To honor a life-long advocate for mental health, Congress designated July as Bebe Moore Campbell National Minority Mental Health Awareness Month in 2008. Before her untimely death in 2006, Campbell was an author and co-founder of the National Alliance on Mental Illness Urban Los Angeles. The goal of National Minority Mental Health Month is to increase awareness of mental illness, prevention, treatment, and research in diverse communities.

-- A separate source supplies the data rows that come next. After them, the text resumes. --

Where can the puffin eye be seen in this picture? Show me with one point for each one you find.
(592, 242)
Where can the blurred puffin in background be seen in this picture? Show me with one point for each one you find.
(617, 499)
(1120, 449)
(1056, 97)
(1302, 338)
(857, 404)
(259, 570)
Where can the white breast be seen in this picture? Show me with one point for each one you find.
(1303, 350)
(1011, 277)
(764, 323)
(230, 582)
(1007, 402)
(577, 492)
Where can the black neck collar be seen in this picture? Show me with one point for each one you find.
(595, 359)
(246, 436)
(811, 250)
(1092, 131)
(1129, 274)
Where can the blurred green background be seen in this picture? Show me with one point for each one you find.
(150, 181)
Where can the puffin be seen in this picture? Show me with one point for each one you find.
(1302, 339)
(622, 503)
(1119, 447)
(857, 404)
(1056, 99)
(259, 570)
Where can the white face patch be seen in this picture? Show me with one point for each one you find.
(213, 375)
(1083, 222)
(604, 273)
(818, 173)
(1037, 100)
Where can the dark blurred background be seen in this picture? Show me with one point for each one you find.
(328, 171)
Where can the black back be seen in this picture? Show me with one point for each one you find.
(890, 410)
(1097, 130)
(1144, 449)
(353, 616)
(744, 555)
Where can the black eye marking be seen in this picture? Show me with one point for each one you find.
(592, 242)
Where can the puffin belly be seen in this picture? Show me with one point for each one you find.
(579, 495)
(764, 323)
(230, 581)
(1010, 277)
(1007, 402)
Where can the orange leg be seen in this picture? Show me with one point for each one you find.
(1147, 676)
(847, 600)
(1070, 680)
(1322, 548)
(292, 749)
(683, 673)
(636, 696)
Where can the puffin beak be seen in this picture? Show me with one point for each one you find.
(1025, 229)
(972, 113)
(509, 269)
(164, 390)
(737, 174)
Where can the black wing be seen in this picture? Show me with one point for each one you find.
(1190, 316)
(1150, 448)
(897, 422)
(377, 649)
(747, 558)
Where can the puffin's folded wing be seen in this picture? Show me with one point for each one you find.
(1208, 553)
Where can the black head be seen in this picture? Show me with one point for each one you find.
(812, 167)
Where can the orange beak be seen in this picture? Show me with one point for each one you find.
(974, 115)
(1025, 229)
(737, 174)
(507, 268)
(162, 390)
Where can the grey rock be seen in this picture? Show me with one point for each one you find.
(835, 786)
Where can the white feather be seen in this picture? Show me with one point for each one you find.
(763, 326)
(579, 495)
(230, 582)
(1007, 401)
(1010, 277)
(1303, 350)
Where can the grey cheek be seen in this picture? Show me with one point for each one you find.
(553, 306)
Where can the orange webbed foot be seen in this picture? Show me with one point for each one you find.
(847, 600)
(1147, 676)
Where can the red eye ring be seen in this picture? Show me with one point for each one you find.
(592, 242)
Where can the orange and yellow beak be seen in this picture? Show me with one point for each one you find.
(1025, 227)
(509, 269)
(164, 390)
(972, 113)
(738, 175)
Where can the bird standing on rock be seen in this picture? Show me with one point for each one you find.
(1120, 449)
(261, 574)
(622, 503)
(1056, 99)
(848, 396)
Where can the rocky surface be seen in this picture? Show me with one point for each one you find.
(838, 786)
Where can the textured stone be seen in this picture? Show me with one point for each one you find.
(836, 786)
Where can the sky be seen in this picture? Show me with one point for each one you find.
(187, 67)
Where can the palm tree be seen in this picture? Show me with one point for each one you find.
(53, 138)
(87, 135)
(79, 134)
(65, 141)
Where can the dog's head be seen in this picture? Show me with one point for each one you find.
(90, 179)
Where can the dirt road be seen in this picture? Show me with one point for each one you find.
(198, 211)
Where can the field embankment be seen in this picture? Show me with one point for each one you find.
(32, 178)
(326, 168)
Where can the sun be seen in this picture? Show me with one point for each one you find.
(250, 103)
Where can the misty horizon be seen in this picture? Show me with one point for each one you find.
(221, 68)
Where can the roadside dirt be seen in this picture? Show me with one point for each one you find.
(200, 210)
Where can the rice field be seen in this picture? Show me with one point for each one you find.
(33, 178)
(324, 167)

According to the Office of Minority Health:
- The death rate from suicide for African American men was almost six times that for African American women, in 2008.
- African Americans are 20% more likely to report having serious psychological distress than Non-Hispanic Whites.
- Older Asian American women have the highest suicide rate of all women over age 65 in the United States.
- Suicide attempts for Hispanic girls, grades 9-12, were 70% higher than for White girls in the same age group, in 2011.
- While the overall death rate from suicide for American Indian/Alaska Natives is comparable to the White population, adolescent American Indian/Alaska Natives have death rates at twice the rate for Whites in the same age groups.
- National Native Hawaiian/Pacific Islander mental health data is limited at this time. Data will be published as it is released in reports published by the CDC.